Banks can initiate criminal action if account declared fraud, even after invoking SARFAESI Act: Karnataka High Court

The Karnataka High Court has said that the Central Bureau of Investigation (CBI) can investigate the complaint registered by a bank against a company and its directors, alleging offences of cheating, criminal conspiracy, even after initiation of proceedings under the SARFAESI Act and possession of the recovery certificate.

What High Court said?

“This Court again in plethora of cases has clearly held that when the jurisdiction of the Tribunal is invoked by the Bank, unless such an action is declared to be a fraud, they cannot maintain two proceedings – one before the Debt Recovery Tribunal and the other setting the criminal law in motion. If the account is declared to be a fraud and the account holders to be wilful defaulters, then it would become open to initiate such proceedings in terms of the Master Circular,” said the court.

It added, “Therefore, having initiated recovery proceedings before the Debt Recovery Tribunal and having a recovery certificate in their hand would not mean that the proceedings cannot be initiated against these petitioners.”

What is the case?

A bank filed a fraud case with CBI against Associate Lumbers Private Limited and its Directors. The directors had challenged the FIR registered by the CBI under provisions of PC Act and Section 120B read with Section 420 IPC on the basis of a complaint filed by the bank. While the company could not pay its debt in time and was proceeded against under the SARFAESI Act, the bank also declared the company’s account fraud and account holders to be wilful defaulters. In February 2022, the matter was referred to the CBI.

A single judge bench of Justice M Nagaprasanna, while dismissing the petition against CBI FIR, said:
“Clause 8.1 (Of the master circular issued by RBI) mandates that the amount involved in the fraud, if it is more than Rs.25.00 crores and up to Rs.50.00 crores, the Bank would complain to the Banking Security and Fraud Cell of the CBI “irrespective of the involvement of a public servant. Therefore, there can be no submission that the CBI cannot be complained of in a Bank fraud which does not involve any public servant.”

What Circular says?

It added, “The Master Circular mandates that the Bank shall complain to the CBI if the amount involved is between Rs.25.00 crores to Rs.50.00 crores. Therefore, the jurisdiction of the CBI is amount specific, as depicted in the Master Circular and it cannot be said that the CBI does not get any jurisdiction to entertain complaints where there are no public servants.”
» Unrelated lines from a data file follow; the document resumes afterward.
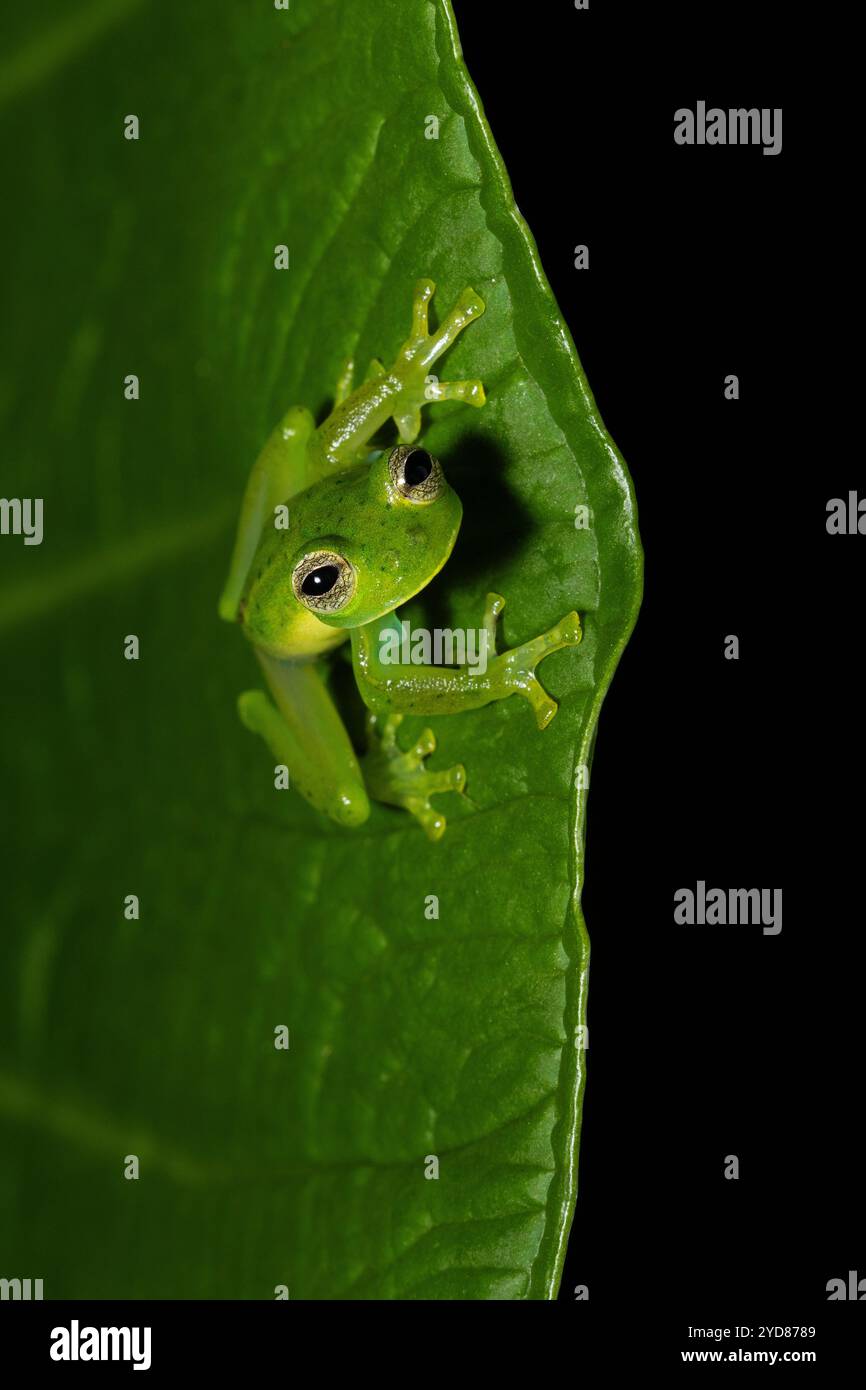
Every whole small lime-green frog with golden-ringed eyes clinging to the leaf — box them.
[220,279,581,840]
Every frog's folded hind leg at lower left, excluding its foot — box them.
[238,652,370,827]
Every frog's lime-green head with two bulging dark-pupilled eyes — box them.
[243,445,463,651]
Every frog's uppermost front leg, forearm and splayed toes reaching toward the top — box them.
[307,279,484,474]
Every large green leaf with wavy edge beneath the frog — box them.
[0,0,641,1298]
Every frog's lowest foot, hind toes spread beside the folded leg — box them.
[361,713,466,840]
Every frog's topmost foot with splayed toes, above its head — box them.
[391,279,484,443]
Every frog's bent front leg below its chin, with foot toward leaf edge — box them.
[352,594,582,728]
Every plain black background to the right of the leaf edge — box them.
[455,0,866,1323]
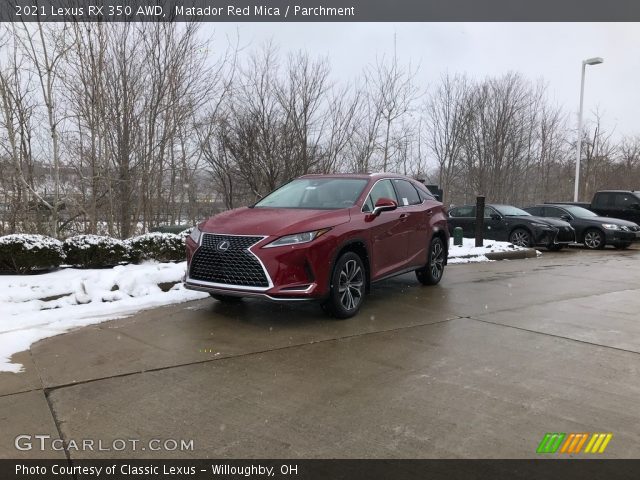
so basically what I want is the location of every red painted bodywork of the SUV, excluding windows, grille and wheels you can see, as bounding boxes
[185,174,449,300]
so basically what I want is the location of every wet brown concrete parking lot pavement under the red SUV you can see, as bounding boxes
[0,246,640,458]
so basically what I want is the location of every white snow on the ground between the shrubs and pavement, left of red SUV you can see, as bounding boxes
[0,262,207,372]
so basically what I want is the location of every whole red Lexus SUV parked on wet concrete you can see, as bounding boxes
[184,174,449,318]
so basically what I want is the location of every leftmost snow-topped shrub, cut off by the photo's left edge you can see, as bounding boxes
[0,234,65,273]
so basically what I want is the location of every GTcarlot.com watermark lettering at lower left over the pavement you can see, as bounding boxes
[13,434,194,452]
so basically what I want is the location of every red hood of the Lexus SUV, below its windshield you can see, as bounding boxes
[199,207,351,237]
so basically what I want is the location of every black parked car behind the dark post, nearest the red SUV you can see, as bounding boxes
[449,204,575,250]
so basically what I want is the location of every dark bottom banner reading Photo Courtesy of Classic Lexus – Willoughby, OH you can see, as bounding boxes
[5,459,640,480]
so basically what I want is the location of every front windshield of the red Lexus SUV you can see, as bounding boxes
[255,178,368,210]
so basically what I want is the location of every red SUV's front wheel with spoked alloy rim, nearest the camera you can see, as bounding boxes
[323,252,366,319]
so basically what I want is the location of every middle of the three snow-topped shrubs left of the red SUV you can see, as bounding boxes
[63,235,130,268]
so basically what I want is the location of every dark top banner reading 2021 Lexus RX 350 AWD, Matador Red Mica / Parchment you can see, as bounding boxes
[0,0,640,22]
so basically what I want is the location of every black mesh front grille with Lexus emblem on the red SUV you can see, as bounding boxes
[189,233,269,287]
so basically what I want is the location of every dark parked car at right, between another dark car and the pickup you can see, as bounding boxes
[525,204,640,249]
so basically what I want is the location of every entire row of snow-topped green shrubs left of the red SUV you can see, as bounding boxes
[0,229,190,274]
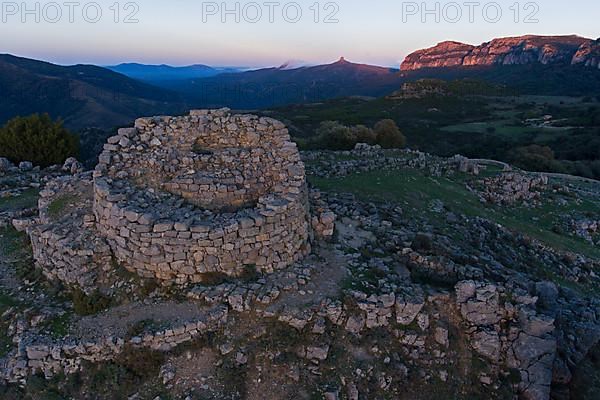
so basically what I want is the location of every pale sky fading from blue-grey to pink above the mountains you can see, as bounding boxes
[0,0,600,67]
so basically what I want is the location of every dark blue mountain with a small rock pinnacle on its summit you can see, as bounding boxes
[157,57,402,109]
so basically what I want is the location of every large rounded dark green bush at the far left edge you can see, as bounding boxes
[0,114,79,167]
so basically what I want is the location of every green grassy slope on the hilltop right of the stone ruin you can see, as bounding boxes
[310,170,600,258]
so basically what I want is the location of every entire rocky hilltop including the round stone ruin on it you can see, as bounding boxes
[0,115,600,400]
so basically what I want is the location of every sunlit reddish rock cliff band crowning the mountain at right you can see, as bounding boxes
[400,35,600,71]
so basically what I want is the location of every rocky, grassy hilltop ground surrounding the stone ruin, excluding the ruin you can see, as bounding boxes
[0,147,600,400]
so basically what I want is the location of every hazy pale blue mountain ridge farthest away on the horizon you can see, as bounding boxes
[106,63,240,82]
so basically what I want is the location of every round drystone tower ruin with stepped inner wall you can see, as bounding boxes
[93,109,310,283]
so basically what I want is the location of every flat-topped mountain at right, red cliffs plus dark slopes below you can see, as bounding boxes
[400,35,600,96]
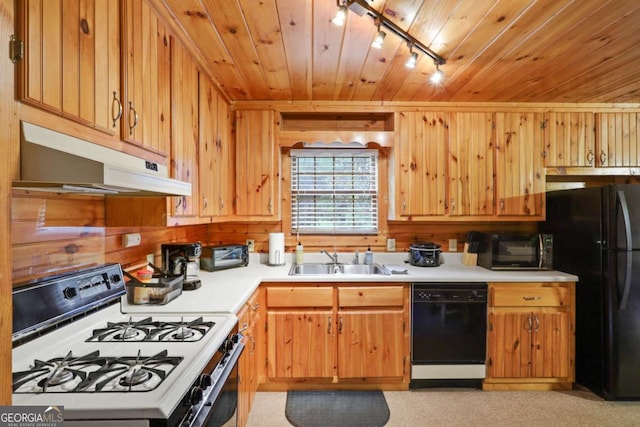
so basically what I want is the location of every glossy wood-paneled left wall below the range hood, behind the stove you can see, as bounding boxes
[11,190,208,286]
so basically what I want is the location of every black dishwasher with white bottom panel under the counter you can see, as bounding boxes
[410,283,487,388]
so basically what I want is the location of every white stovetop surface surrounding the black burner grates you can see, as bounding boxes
[12,305,237,420]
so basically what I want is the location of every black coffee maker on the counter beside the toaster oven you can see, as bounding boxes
[160,242,202,291]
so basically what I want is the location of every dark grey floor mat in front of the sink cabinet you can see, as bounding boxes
[285,390,389,427]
Relying on the judgement of the Apex court in the case of CENTRAL BANK OF INDIA v. RAVINDRA AND OTHERS the bench said, “The Five Judge Bench of the Apex Court clearly holds that the guidelines/directives issued by the RBI, to have a statutory flavour. If it is held by the Apex Court that those guidelines have statutory flavour, the contention of the learned senior counsel that the CBI would not get jurisdiction unless it is conferred by the statute tumbles down.

The CBI does have jurisdiction in terms of what is depicted in the Master Circulars and such Master Circulars are held to have a statutory flavour.”
As regards the contention of the petitioners that these offences cannot be looked into as there is no public servant involved in the case at hand, the bench referred to Delhi Special Police Establishment Act, 1946 under which the Central Bureau of Investigation takes its genesis.